Belas As a programmer I love bringing our designers’ ideas to life. As the owner of a small company I also spend a lot of my time doing admin tasks. But today someone ticked the “international taxation specialist” checkbox in whatever serves as my job description. So what is a W-8BEN, an EIN and is Yakuto fiscally transparent in the eyes of Uncle Sam?
Yeah, I’m not an international taxation specialist. I cobbled together enough information to achieve the task at hand by reading the IRS website. What I learnt will definitely be useful for someone stumbling across this post but please do your own research too. Don’t take my word as gospel!
aliança namoro blindado As a non-US company, selling apps on the Apple App Store is relatively straight forward. From an administrative perspective, the Apple setup process has been the simplest of those we’ve undertaken. They present us with incredibly long legal PDFs, which of course we read, then we electronically sign away. Apple market and supply our app to the end user, and this is the crux of the simplicity: because we supply directly to Apple, in most jurisdictions we don’t need to consider tax.

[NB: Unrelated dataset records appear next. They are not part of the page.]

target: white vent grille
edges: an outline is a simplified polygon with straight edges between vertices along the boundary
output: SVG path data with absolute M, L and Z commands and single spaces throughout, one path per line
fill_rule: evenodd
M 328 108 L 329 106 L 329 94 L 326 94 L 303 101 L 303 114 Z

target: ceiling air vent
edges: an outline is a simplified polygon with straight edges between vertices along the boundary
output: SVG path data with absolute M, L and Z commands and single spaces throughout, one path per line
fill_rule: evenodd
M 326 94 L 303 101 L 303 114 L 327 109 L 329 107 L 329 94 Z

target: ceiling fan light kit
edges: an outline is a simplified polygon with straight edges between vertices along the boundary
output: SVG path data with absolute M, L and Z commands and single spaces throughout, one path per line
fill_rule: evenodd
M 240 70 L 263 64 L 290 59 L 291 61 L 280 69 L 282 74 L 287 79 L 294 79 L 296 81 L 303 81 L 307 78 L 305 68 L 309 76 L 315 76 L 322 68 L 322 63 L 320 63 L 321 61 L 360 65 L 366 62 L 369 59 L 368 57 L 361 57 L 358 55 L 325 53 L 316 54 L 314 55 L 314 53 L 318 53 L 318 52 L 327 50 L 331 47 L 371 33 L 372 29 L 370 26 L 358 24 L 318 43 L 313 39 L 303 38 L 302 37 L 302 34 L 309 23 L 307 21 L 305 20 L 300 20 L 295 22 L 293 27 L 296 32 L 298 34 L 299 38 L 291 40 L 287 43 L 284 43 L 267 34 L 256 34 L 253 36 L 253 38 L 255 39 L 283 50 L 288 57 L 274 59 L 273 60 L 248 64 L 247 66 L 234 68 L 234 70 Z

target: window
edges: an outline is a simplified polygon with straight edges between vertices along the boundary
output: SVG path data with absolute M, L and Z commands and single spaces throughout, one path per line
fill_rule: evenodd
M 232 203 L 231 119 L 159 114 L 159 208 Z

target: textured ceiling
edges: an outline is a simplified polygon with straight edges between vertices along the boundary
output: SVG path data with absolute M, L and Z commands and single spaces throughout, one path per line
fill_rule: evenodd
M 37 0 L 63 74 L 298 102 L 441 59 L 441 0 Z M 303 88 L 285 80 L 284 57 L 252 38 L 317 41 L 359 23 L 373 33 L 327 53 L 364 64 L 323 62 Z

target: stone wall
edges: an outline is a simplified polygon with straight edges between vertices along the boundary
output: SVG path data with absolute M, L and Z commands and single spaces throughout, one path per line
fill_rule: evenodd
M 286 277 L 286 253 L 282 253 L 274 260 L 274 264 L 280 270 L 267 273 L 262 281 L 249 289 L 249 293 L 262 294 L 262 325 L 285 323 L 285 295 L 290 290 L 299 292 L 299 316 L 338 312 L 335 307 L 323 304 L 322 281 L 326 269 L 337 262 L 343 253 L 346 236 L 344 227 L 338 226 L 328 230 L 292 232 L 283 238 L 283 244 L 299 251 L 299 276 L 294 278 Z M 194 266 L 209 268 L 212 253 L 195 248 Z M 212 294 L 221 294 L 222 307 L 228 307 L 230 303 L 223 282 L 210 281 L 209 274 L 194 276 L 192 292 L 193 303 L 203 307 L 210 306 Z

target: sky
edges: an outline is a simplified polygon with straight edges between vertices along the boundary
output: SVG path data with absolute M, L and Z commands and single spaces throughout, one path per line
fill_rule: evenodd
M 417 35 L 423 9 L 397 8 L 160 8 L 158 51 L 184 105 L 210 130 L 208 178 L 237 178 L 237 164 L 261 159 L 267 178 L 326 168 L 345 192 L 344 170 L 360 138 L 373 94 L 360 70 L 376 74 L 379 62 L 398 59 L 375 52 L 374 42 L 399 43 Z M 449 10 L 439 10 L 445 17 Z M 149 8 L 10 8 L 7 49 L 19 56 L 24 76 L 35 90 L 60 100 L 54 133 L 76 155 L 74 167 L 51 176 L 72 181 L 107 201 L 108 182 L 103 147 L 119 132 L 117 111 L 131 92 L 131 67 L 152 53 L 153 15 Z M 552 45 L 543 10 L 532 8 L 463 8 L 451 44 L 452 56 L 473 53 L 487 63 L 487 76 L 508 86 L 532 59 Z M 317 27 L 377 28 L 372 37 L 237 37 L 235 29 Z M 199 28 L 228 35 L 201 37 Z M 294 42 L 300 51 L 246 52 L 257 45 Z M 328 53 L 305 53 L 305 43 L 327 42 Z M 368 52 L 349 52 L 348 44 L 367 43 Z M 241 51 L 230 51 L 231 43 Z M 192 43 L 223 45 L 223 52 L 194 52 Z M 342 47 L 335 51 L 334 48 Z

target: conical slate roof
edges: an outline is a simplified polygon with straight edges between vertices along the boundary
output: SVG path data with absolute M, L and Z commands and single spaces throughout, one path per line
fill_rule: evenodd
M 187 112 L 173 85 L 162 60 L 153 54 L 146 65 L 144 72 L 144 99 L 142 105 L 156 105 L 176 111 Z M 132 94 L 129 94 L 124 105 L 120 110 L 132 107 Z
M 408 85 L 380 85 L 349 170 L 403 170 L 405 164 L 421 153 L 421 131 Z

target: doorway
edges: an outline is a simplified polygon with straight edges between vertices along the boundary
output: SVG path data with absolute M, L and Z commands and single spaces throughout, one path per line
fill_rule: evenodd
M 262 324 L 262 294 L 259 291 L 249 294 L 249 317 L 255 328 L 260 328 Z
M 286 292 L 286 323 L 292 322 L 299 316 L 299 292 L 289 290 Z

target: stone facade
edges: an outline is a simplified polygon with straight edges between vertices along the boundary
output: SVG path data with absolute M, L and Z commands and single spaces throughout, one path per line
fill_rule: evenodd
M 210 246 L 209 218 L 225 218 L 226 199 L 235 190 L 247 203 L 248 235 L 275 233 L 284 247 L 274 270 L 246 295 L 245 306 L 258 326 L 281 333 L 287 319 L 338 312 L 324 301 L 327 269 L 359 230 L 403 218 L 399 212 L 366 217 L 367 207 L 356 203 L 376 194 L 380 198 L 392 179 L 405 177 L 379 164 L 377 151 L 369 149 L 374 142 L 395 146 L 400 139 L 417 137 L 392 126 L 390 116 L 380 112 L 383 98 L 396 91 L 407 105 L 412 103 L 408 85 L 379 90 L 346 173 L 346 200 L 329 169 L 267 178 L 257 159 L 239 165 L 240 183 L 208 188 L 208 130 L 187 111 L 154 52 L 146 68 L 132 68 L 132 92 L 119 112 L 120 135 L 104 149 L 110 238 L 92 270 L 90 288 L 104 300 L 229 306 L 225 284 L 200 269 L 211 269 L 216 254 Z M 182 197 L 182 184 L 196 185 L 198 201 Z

But with Microsoft and Amazon (at least), the story is slightly different.
Taking Amazon as an example: when you register for a developer account to submit paid apps you have to complete an online “tax interview”. As you’d expect, the Amazon web-based experience is pretty slick; much friendlier than Microsoft’s. The purpose of the interview is to determine whether Amazon should withhold tax for the US Internal Revenue Service (IRS), on goods you sell in the US. This is a royal pain in the arse, but after several confused hours it actually proved fairly simple. But it did include phoning the IRS, and if movies have taught me anything, this should be a thoroughly stressful experience. It wasn’t.
Tax and Treaties
No one wants tax withheld, especially at a rate of 30%. Even less so to a scary TLA foreign government agency. Fortunately the US has entered into various tax-related treaties with other countries, the UK being one of them. (Very) simply put, if you can prove you’re a tax paying entity in a signatory country, Amazon, Microsoft et. al. don’t need to withhold tax for the IRS. But at first glance, the proof seems a little daunting to provide.
Ultimately, the Amazon tax interview and Microsoft’s equivalent result in a completed soft-copy of an IRS form called W-8BEN. This is your “don’t withhold my tax” application to the IRS. The jargon associated with the form is tricky enough, for example, is Yakuto fiscally transparent? (No, it’s opaque, I think.) But the real annoyance is tucked away in Part 1.6: U.S. taxpayer identification number. We don’t have one nor do we want one. We’re scared.
TIN (Tax Identification Number)
The form offers you three types of Tax Identification Number to choose from, SSN (Social Security Number), ITIN (Individual Tax Identification Number) and EIN (Employer Identification Number). If you don’t have a TIN of some kind, you aren’t known to the IRS and 30% of your (US-based) earnings will be withheld; you’ll have the devil’s own trying to get it back.
This is incredibly dull material, so cutting to the chase: if you’re a UK company then get yourself an EIN. Here’s how I did it in less than 10 minutes – but after several hours of research.
Getting an EIN (Employee Identification Number)
You can apply for an EIN online, but not if your business is located outside the US. Bummer. You can complete IRS formSS-4 and then either post or fax it to the IRS. I read of forms getting lost, incredibly slow replies and a complete lack of transparency. So if you’re in a hurry for your EIN you might prefer the following option: just phone the IRS. They’ll give you your EIN at the end of the call!
I hate phoning US companies. I’m not your archetypal English gentleman but I always feel like Edward Fox OBE when I call, and I’m rarely understood. My first attempt at calling the IRS was such a case, mainly because I called a series of wrong numbers. But finally I struck gold with:
1-267-941-1099 then option 1
Their operating hours are 07h00 – 22h00 EST. My first attempt had a queue length of 60 minutes; that was at 15h00 EST but calling again at 07h05 EST got me straight through to Jim, a fantastic man.
Jim asked me the following questions and then read each answer back to me, spelling each one. It seems he was actually completing form SS-4 for me over the phone.
|Are you based in the US||No|
|Legal name of entity||Yakuto Limited|
|Is that also the trading name||Yes|
|Mailing address||blah blah|
|What type of entity are you||Limited Company|
|How many people in the company||3|
|Country of incorporation||United Kingdom|
|Reason for applying||To complete W-8BEN, tax withholding regulations|
|Date business started||blah blah|
At the end of the call he gave me our EIN, told me the documentation would be arrive in the post after about four weeks and wished me to have a good day. The whole call took less than ten minutes (7’28”) and cost less than 30p with Skype.
Armed with the EIN I then quickly completed the Amazon tax interview and our W-8BEN application to escape the 30% withholding tax was submitted.
This process worked for us but real money, tax and the US Federal Government are important stuff so don’t just take my word for it. But if you’re looking to complete W-8BEN and need a TIN, calling the IRS seems a very efficient way to get one.